The Moses machine translation decoder is an open source project that was created by and is maintained under the guidance of Philipp Koehn. The Moses decoder is a platform for developing Statistical machine translation systems given a parallel corpus for any language pair. The decoder was mainly developed by Hieu Hoang and Philipp Koehn at the University of Edinburgh and extended during a Johns Hopkins University Summer Workshop and further developed under Euromatrix and GALE project funding. The decoder is the de facto benchmark for research in the field. Although Koehn continues to play a major role in the development of Moses, the Moses decoder was supported by the European Framework 6 projects Euromatrix, TC-Star, the European Framework 7 projects EuroMatrixPlus, Let's MT, META-NET and MosesCore and the DARPA GALE project, as well as several universities such as the University of Edinburgh, the University of Maryland, ITC-irst, Massachusetts Institute of Technology, and others. Substantial additional contributors to the Moses decoder include Hieu Hoang, Chris Dyer, Josh Schroeder, Marcello Federico, Richard Zens, and Wade Shen.
Europarl Corpus
The Europarl corpus is a set of documents that consists of the proceedings of the European Parliament from 1996 to the present. The corpus has been compiled and expanded by a group of researchers led by Philipp Koehn at University of Edinburgh. The data that makes up the corpus was extracted from the website of the European Parliament and then prepared for linguistic research.

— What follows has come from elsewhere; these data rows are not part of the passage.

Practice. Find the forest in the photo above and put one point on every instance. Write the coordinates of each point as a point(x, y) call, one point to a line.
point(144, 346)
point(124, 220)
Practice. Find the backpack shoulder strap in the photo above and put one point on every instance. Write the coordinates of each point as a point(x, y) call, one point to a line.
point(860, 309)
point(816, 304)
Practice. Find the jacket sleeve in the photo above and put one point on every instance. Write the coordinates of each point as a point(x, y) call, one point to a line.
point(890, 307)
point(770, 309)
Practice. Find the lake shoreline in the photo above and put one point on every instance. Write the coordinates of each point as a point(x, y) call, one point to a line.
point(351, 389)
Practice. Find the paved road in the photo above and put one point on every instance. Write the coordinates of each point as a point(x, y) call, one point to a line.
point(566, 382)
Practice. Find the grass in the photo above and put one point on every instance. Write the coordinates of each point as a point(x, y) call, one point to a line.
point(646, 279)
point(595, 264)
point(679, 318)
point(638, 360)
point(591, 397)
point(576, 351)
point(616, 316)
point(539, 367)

The latest release comprised up to 60 million words per language, with 21 European languages represented: Romanic, Germanic, Slavic, Finno-Ugric, Baltic, and Greek.
Koehn is a professor at Johns Hopkins University where he continues his research into machine translation through his affiliation with the Center for Language and Speech Processing
Koehn is a professor and Chair of Machine Translation at the University of Edinburgh's School of Informatics and contributes to its Statistical Machine Translation Group which organises workshops, seminars and project related to the subject.
Koehn has consulted to SYSTRAN periodically between 2006 and 2011. SYSTRAN was acquired by CLSI, a Korean machine translation company in April 2014.
Koehn is also Chief Scientist for Omniscien Technologies and a shareholder in Omniscien Technologies since 2007. Omniscien Technologies is a private company developing and commercialising machine translation technologies.
Koehn authored a book titled Statistical Machine Translation in 2009.
Awards and recognition
2013: One of three finalists in the category of Research for the European Patent Office2013 European Inventor Award. Koehn was recognised for patent EP 1488338 B, Phrase-Based Joint Probability Model for Statistical Machine Translations, a translation model that uses mathematical probabilities to determine the most likely interpretation of chunks of text between foreign languages.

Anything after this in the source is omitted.